CVE-2026-4795
Missing Authorization in Zyxel GS1200 Series Firmware
Publication date: 2026-05-26
Last updated on: 2026-05-26
Assigner: Zyxel Corporation
Description
Description
CVSS Scores
EPSS Scores
| Probability: | |
| Percentile: |
Meta Information
Affected Vendors & Products
| Vendor | Product | Version / Range |
|---|---|---|
| zyxel | gs1200-5v3 | to 1.00(ACPS.2)C0 (inc) |
| zyxel | gs1200-8v3 | to 1.00(ACPT.2)C0 (inc) |
| zyxel | gs1200-5hpv3 | to 1.00(ACPU.2)C0 (inc) |
| zyxel | gs1200-8hpv3 | to 1.00(ACPV.2)C0 (inc) |
| zyxel | gs1200-10v3 | to 1.00(ACPW.2)C0 (inc) |
Helpful Resources
Exploitability
| CWE ID | Description |
|---|---|
| CWE-862 | The product does not perform an authorization check when an actor attempts to access a resource or perform an action. |
Attack-Flow Graph
AI Powered Q&A
Can you explain this vulnerability to me?
This vulnerability is a missing authorization flaw in certain Zyxel GS1200v3 series switches. It allows an attacker who is on the local network and does not have to authenticate to the device to read the system configuration by sending a specially crafted HTTP request. Essentially, the attacker can access sensitive configuration information from a log file without proper permission.
How can this vulnerability impact me? :
The impact of this vulnerability is that an unauthenticated attacker on the local network can gain access to the system configuration of the affected Zyxel switches. This could expose sensitive network settings and information, potentially allowing the attacker to understand the network setup and plan further attacks or disruptions.

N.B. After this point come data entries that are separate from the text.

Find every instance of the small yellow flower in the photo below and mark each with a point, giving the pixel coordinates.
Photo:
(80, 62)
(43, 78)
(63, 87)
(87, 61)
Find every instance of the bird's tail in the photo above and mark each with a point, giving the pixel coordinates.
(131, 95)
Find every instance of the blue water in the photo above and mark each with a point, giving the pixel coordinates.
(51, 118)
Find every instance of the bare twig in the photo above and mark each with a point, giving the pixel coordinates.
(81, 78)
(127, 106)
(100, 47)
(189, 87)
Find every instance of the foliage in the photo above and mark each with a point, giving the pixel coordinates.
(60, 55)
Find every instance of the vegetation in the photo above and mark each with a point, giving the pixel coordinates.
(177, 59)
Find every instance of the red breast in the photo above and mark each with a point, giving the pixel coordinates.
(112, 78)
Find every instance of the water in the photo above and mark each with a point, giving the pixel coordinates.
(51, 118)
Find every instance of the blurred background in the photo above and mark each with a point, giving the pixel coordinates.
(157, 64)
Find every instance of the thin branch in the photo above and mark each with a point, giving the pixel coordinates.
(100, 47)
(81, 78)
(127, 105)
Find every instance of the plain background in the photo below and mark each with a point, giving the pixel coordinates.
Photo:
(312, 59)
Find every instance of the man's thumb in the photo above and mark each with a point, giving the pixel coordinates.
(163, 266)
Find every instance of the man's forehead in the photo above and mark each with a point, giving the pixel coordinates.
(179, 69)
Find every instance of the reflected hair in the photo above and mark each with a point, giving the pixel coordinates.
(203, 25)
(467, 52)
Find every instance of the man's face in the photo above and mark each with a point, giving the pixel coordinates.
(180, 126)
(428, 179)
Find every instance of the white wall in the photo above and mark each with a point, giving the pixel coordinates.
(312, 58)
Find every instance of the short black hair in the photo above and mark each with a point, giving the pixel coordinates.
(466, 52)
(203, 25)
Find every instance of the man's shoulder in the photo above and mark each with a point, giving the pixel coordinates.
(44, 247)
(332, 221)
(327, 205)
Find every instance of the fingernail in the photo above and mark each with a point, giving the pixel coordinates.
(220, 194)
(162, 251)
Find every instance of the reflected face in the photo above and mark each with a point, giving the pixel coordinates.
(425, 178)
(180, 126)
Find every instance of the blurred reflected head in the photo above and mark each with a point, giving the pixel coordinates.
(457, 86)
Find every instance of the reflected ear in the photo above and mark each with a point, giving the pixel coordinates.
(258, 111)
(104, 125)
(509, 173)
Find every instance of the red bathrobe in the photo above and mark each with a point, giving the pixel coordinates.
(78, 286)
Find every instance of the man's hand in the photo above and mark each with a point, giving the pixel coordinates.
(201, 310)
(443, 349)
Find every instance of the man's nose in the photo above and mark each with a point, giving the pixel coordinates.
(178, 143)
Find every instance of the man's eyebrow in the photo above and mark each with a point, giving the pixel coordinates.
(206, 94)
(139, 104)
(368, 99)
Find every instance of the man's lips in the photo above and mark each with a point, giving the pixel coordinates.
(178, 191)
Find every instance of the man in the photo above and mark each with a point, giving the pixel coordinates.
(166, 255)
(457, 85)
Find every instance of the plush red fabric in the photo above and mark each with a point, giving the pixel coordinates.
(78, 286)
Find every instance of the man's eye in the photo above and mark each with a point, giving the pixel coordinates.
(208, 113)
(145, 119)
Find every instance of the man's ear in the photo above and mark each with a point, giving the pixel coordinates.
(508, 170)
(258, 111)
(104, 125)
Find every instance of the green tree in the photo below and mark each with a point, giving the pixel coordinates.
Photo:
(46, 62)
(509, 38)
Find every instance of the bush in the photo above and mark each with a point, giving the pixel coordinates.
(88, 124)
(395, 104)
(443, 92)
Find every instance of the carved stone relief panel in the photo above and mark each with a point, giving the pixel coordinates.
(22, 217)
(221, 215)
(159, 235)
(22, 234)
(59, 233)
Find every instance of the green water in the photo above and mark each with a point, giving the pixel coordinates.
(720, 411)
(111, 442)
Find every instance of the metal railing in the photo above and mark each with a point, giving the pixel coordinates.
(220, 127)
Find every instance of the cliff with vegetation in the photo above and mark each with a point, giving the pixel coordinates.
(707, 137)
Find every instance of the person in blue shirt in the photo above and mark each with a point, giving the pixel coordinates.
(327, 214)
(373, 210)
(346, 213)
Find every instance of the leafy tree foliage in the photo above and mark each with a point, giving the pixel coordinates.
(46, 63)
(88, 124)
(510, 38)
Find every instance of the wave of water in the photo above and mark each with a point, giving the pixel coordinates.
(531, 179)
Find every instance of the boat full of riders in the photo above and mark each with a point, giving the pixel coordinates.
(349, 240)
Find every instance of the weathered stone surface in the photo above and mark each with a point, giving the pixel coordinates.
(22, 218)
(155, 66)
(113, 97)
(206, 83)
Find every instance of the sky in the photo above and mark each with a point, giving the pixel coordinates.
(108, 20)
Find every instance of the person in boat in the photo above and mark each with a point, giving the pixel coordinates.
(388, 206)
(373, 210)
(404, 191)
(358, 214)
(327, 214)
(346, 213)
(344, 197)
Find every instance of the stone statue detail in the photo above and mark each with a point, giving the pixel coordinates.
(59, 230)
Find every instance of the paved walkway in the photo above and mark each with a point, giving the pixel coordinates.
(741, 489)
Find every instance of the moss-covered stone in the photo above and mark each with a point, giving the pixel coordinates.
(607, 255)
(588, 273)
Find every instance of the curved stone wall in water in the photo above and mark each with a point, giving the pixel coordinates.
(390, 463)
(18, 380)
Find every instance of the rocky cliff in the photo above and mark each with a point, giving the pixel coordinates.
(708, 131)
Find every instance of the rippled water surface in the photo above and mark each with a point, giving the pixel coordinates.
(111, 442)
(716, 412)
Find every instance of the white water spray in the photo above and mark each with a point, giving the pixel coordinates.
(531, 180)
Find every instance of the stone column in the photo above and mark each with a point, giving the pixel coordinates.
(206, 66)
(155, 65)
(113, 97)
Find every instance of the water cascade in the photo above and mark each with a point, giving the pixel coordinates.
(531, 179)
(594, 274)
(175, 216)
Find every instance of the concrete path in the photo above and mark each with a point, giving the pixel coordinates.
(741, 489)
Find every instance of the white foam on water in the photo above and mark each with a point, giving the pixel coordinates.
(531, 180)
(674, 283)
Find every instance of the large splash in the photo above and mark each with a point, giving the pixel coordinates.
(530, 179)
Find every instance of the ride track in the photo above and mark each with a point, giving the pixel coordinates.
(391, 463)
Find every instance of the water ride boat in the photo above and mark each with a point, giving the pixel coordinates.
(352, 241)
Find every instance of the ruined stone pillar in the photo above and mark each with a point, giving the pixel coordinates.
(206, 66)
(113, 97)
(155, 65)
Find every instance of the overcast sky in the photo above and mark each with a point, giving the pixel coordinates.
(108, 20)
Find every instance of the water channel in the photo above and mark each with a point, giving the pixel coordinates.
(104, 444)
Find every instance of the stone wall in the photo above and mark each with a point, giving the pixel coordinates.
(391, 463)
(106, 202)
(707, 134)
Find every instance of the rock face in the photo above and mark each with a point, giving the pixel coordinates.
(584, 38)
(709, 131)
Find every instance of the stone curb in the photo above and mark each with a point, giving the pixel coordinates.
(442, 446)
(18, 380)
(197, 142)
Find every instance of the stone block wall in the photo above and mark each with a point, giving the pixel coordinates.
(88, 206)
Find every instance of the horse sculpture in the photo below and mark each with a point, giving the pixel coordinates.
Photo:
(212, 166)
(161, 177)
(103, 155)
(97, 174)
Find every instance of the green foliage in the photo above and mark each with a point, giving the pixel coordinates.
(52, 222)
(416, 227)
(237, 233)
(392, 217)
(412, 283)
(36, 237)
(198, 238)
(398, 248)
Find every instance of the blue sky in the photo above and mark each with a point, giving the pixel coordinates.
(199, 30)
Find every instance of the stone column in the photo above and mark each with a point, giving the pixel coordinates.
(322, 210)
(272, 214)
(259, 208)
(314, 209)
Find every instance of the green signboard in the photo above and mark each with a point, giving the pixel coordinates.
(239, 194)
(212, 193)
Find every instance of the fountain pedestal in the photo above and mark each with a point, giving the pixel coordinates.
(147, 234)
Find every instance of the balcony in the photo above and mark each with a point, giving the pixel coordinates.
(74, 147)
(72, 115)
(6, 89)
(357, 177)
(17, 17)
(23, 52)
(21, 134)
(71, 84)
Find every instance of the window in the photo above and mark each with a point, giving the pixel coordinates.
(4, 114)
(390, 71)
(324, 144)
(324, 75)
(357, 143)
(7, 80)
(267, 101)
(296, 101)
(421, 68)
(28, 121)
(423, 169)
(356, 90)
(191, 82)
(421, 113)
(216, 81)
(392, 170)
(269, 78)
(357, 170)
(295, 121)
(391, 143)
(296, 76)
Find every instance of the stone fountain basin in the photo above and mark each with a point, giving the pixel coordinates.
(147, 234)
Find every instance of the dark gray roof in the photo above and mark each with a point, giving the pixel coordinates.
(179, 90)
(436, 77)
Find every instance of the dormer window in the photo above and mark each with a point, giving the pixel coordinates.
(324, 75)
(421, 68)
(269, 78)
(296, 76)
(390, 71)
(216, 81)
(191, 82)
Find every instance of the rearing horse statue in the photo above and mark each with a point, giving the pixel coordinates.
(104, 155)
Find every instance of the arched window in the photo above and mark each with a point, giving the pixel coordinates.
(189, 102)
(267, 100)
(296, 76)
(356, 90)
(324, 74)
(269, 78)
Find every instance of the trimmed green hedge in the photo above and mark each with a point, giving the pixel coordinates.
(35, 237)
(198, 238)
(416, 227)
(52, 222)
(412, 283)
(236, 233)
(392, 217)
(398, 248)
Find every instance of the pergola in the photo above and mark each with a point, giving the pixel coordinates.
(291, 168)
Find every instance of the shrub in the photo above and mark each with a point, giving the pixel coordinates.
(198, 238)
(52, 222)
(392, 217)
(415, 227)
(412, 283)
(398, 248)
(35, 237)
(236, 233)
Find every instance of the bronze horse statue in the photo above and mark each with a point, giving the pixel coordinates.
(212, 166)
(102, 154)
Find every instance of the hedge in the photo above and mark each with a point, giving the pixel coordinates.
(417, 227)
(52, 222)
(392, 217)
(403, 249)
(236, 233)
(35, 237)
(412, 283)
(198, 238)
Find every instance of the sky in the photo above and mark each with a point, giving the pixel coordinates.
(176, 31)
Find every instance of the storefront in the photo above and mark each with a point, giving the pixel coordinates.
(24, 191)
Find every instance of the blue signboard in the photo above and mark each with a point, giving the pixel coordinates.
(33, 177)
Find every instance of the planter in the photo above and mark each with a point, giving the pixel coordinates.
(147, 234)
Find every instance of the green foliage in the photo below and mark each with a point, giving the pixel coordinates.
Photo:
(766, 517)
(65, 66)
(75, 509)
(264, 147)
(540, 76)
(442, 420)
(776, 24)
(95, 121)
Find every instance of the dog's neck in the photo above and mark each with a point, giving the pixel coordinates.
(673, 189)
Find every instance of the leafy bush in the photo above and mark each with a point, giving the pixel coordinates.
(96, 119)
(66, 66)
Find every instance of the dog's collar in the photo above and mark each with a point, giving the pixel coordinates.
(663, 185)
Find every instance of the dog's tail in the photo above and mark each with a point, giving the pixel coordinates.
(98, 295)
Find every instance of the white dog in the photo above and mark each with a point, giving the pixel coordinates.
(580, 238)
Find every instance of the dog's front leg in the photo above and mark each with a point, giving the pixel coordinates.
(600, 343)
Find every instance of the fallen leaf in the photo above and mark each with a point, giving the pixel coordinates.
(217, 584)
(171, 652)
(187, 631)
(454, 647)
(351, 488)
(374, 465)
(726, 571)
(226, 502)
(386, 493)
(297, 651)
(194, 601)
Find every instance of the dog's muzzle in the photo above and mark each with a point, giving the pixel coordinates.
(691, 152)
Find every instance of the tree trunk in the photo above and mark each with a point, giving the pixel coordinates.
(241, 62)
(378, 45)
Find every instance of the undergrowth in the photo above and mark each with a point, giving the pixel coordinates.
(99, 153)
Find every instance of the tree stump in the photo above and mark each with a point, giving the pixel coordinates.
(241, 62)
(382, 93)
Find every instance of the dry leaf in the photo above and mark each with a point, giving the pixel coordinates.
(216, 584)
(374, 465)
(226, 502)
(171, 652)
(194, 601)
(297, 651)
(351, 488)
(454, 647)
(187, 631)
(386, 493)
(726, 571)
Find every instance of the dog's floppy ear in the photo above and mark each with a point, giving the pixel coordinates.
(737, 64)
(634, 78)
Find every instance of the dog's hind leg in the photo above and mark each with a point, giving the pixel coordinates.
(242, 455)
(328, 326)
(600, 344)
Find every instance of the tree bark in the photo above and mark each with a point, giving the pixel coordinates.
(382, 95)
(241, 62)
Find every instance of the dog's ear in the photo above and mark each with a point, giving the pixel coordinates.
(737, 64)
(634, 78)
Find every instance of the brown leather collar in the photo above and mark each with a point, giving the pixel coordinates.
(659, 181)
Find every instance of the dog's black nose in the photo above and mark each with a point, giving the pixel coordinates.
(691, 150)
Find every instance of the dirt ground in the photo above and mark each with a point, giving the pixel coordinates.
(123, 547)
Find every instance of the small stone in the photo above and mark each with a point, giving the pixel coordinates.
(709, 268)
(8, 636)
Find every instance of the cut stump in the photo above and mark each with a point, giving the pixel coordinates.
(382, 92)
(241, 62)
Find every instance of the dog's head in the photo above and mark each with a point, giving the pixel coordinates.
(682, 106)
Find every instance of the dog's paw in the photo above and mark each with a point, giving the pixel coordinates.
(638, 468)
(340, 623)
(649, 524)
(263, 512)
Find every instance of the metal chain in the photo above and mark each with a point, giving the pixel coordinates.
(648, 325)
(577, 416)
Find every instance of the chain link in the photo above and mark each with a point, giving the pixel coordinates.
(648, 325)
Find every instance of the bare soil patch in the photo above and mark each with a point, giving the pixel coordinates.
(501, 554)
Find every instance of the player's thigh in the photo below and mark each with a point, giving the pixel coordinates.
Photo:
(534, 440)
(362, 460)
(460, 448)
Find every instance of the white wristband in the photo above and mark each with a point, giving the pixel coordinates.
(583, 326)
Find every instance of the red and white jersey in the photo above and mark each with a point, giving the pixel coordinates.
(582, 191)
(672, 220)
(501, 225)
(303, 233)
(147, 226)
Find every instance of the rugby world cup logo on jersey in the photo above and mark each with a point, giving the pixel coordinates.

How can this vulnerability be detected on my network or system? Can you suggest some commands?
This vulnerability can be detected by checking if your Zyxel GS1200v3 series switch is running an affected firmware version (1.00(ACPS.2)C0 or earlier for GS1200-5v3, 1.00(ACPT.2)C0 or earlier for GS1200-8v3, 1.00(ACPU.2)C0 or earlier for GS1200-5HPv3, 1.00(ACPV.2)C0 or earlier for GS1200-8HPv3, and 1.00(ACPW.2)C0 or earlier for GS1200-10v3).
To detect exploitation attempts, monitor HTTP requests on the local network for unusual or crafted requests targeting the switch that might attempt to access log files or configuration data without authentication.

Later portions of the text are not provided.